Flower-Powered Light Art Rocks the Summer of Love
Don’t miss the nightly Summer of Love light art extravaganza from sundown to midnight in Golden Gate Park. Bright colors, spinning flower mandalas, animated butterflies and gorgeous plant-and-nature imagery transform San Francisco’s historic Conservatory of Flowers into a psychedelic illuminated canvas inspired by the rare tropical flowers within and the legacy of San Francisco’s flower children.

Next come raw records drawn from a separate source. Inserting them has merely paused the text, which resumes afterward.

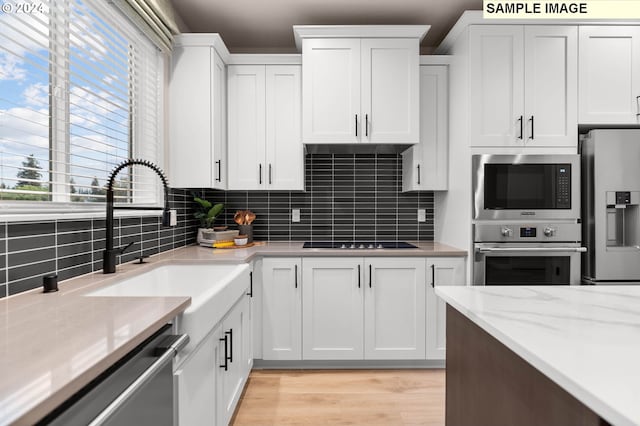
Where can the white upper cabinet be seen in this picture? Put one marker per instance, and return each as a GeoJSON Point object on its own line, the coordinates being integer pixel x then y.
{"type": "Point", "coordinates": [247, 132]}
{"type": "Point", "coordinates": [265, 151]}
{"type": "Point", "coordinates": [331, 90]}
{"type": "Point", "coordinates": [425, 165]}
{"type": "Point", "coordinates": [197, 115]}
{"type": "Point", "coordinates": [361, 89]}
{"type": "Point", "coordinates": [523, 86]}
{"type": "Point", "coordinates": [609, 75]}
{"type": "Point", "coordinates": [390, 91]}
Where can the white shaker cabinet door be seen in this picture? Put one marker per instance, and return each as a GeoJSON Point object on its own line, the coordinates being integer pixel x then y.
{"type": "Point", "coordinates": [496, 90]}
{"type": "Point", "coordinates": [246, 112]}
{"type": "Point", "coordinates": [609, 67]}
{"type": "Point", "coordinates": [425, 165]}
{"type": "Point", "coordinates": [196, 381]}
{"type": "Point", "coordinates": [332, 308]}
{"type": "Point", "coordinates": [331, 91]}
{"type": "Point", "coordinates": [394, 313]}
{"type": "Point", "coordinates": [284, 149]}
{"type": "Point", "coordinates": [390, 91]}
{"type": "Point", "coordinates": [190, 117]}
{"type": "Point", "coordinates": [440, 271]}
{"type": "Point", "coordinates": [282, 309]}
{"type": "Point", "coordinates": [551, 85]}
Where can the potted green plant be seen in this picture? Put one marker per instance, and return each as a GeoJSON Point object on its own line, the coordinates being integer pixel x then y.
{"type": "Point", "coordinates": [206, 213]}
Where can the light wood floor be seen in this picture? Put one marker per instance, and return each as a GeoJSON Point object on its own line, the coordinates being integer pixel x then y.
{"type": "Point", "coordinates": [345, 397]}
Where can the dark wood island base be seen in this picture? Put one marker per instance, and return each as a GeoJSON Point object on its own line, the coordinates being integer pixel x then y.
{"type": "Point", "coordinates": [490, 385]}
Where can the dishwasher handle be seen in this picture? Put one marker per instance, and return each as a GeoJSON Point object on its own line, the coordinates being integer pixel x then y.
{"type": "Point", "coordinates": [532, 249]}
{"type": "Point", "coordinates": [177, 343]}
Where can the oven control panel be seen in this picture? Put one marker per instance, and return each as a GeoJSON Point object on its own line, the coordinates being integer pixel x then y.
{"type": "Point", "coordinates": [519, 232]}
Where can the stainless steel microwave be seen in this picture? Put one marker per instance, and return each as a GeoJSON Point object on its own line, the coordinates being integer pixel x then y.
{"type": "Point", "coordinates": [526, 187]}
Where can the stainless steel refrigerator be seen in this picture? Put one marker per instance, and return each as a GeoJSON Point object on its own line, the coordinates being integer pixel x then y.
{"type": "Point", "coordinates": [611, 206]}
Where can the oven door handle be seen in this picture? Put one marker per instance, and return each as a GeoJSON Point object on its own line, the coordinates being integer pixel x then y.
{"type": "Point", "coordinates": [531, 249]}
{"type": "Point", "coordinates": [167, 356]}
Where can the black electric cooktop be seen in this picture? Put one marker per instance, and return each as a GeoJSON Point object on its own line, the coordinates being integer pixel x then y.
{"type": "Point", "coordinates": [354, 245]}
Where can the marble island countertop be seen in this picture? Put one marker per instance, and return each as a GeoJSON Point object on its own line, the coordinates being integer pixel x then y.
{"type": "Point", "coordinates": [52, 345]}
{"type": "Point", "coordinates": [584, 338]}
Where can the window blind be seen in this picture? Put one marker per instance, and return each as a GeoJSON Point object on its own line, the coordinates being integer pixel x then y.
{"type": "Point", "coordinates": [80, 92]}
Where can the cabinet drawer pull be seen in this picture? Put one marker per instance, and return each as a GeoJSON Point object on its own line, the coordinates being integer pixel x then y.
{"type": "Point", "coordinates": [521, 127]}
{"type": "Point", "coordinates": [226, 353]}
{"type": "Point", "coordinates": [219, 178]}
{"type": "Point", "coordinates": [532, 135]}
{"type": "Point", "coordinates": [356, 125]}
{"type": "Point", "coordinates": [230, 333]}
{"type": "Point", "coordinates": [433, 275]}
{"type": "Point", "coordinates": [366, 124]}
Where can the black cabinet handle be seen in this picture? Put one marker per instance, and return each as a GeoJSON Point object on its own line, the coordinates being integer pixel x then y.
{"type": "Point", "coordinates": [226, 354]}
{"type": "Point", "coordinates": [521, 127]}
{"type": "Point", "coordinates": [532, 136]}
{"type": "Point", "coordinates": [433, 275]}
{"type": "Point", "coordinates": [230, 333]}
{"type": "Point", "coordinates": [366, 124]}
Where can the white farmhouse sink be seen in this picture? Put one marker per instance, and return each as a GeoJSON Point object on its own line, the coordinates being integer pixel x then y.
{"type": "Point", "coordinates": [213, 290]}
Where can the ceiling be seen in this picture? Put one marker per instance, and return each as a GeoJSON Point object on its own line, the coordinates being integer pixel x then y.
{"type": "Point", "coordinates": [260, 26]}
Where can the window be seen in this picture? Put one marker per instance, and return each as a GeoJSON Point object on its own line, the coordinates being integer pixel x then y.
{"type": "Point", "coordinates": [80, 92]}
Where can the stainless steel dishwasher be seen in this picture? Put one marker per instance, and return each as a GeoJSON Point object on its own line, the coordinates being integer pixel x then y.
{"type": "Point", "coordinates": [137, 390]}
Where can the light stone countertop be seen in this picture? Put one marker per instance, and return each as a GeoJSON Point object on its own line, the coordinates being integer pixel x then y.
{"type": "Point", "coordinates": [584, 338]}
{"type": "Point", "coordinates": [52, 345]}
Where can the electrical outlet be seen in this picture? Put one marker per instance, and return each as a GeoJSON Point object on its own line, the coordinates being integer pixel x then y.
{"type": "Point", "coordinates": [422, 215]}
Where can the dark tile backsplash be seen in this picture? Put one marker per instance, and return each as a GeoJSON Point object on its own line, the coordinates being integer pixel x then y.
{"type": "Point", "coordinates": [29, 250]}
{"type": "Point", "coordinates": [348, 196]}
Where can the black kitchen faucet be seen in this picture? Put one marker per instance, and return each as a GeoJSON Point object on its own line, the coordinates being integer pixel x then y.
{"type": "Point", "coordinates": [168, 216]}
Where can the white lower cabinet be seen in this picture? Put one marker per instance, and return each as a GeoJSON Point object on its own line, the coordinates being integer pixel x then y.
{"type": "Point", "coordinates": [196, 380]}
{"type": "Point", "coordinates": [332, 308]}
{"type": "Point", "coordinates": [235, 359]}
{"type": "Point", "coordinates": [441, 271]}
{"type": "Point", "coordinates": [394, 308]}
{"type": "Point", "coordinates": [363, 308]}
{"type": "Point", "coordinates": [211, 379]}
{"type": "Point", "coordinates": [281, 309]}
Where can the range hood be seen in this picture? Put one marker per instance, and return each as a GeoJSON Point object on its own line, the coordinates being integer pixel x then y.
{"type": "Point", "coordinates": [356, 148]}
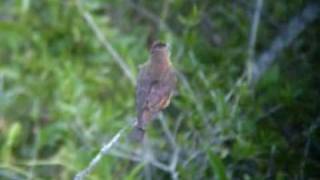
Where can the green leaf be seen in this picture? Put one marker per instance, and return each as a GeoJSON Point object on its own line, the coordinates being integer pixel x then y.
{"type": "Point", "coordinates": [217, 166]}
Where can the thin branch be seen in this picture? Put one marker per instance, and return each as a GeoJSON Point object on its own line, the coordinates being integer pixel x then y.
{"type": "Point", "coordinates": [103, 151]}
{"type": "Point", "coordinates": [100, 36]}
{"type": "Point", "coordinates": [295, 27]}
{"type": "Point", "coordinates": [253, 35]}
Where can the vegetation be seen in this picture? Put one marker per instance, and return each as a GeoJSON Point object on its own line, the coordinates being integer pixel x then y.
{"type": "Point", "coordinates": [67, 71]}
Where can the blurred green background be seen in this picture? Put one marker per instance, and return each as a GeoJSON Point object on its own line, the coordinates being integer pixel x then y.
{"type": "Point", "coordinates": [63, 92]}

Through Nov. 26, 2017, a series of exquisite, large-scale illuminated scenes will be projected onto the landmark glass-and-wood Victorian greenhouse’s elaborate dome and arch-shaped wings in celebration of the 50th Anniversary of 1967’s Summer of Love. Every night, the city’s grooviest light show is pulled off with the aid of six gobo projectors ("Goes Before Optics”), a technology that is more akin to the analog technology of the 1960s and 70s.
Gobo projectors are one of the oldest forms of projection — akin to creating shadow puppets on a cave wall — though today's gobos use full color. Light show creator Obscura Digital has pushed gobos farther than ever before by applying video projection mapping techniques to the glass slides. The Conservatory building was laser scanned to create a 3D model, on which the studio used image warping and masking to conform the images to the details of the architectural geometry.
SUMMER OF LOVE ILLUMINATION
Obscura Digital (2017)
Temporary: Through Nov. 26, 2017
Golden Gate Park, 100 John F Kennedy Drive, Conservatory of Flowers
This stunning experience created by the world-renowned Obscura Digital creative studio in the heart of the city’s Dogpatch district was initiated by Ben Davis of Illuminate, the nonprofit arts group behind The Bay Lights, and developed in partnership with San Francisco Recreation and Parks Department, the California Historical Society and, of course, the Conservatory of Flowers.
Best Viewing: Experience the illumination anytime after sundown from the expansive front lawn of the Conservatory of Flowers. Complement your night viewing with a Friday night visit to the de Young (4:30-8:30 p.m.).